CRBS Systems Status


May 28, 2012 - 2:00 pm PDT

For additional updates on our power outage recovery efforts, please visit the status blog on our CRBS Wiki. Email support@crbs.ucsd.edu, if you are experiencing problems that aren't already listed in the blog.

May 28, 2012 - 12:00 pm PDT

No significant change in status in the last 13 hours

EMAIL - Delays of up to 12 hours are still being seen on some messages
CAMERA - Oracle down, Portal down
CCDB - Oracle down, iRODS down because Oracle is down
NIF - nif-apps[1-2] are down, blog and website are down
NITRC - believed up, waiting for confirmation
WBC - Dave Little reported servers are down

May 27, 2012 - 11:00 pm PDT

All of our servers are up. We think we have all the network issues save possibly one affecting CAMERA. We are still working on many of the services. If you notice a service down please submit a Jira ticket.
IRODS is currently down Oracle is currently down.

May 27, 2012 - 10:00 am PDT

Campus network issues affecting CRBS appear to have been resolved. Email is being delivered, though it will take some time for it to catch up with all the messages that were queued up. No mail should have been lost, but time will tell.
We are resuming our recovery efforts. Many systems that depended on servers at NCMIR or Holly are still offline and we are working on getting them back online.

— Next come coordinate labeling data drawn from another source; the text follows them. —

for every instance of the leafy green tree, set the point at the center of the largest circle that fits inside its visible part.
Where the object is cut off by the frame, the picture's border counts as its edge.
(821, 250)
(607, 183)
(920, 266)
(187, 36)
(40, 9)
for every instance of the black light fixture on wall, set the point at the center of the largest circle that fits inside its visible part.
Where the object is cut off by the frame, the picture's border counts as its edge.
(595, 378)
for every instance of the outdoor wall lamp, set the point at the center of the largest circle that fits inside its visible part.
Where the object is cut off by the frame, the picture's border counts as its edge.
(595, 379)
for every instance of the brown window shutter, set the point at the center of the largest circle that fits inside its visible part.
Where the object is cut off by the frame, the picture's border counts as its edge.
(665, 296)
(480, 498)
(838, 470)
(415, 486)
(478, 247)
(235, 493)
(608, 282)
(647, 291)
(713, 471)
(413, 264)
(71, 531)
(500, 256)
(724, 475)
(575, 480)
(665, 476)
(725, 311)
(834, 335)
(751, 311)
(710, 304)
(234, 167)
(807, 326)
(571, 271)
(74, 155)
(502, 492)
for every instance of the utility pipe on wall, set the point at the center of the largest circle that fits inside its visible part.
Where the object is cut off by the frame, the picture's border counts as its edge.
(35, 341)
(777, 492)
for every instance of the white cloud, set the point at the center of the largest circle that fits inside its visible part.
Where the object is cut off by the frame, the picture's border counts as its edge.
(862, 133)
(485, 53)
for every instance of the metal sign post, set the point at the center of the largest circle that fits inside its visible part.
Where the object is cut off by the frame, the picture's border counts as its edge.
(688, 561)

May 27, 2012 - 7:30 am PDT

There are campus network routing issues that are preventing access to many of our systems - for example, our CRBS Status Page, NCMIR email, CAMERA systems When the network issues are resolved, we will resume our recovery efforts

Many thanks to Sean Penticoff, Edmond Negado, and Brandon Carl for working through the night and early this morning to get us this far.

May 27, 2012 - 5:00 am PDT

WORKING - some CRBS systems are now back online - for example, this wiki and our support page

May 27, 2012 - 1:30 am PDT

Power restored

May 26, 2012 - ~11:45 am PDT

Most of UCSD Main Campus lost electrical power

Tuesday, September 20, 2011
10:58pm PDT

SDSC's network maintenance and our server relocations have been completed.


At this time, we are aware of two issues:
- the license server at NCMIR (aka crbswin) is not booting
- there is a reverse DNS issue for mail.nitrc.org that will need to be resolved with campus in the morning

Please take a minute to verify that your systems are working as expected. If not, please report the problem via http://support.crbs.ucsd.edu, or by emailing support@crbs.ucsd.edu

Thanks,
CRBS SysOps
==================== ====================================================

Friday, September 9, 2011
1:30pm PDT

At this point, if you notice anything not working properly, please submit a ticket via http://support.crbs.ucsd.edu.


There are a few dev and stage systems that still need to be brought online.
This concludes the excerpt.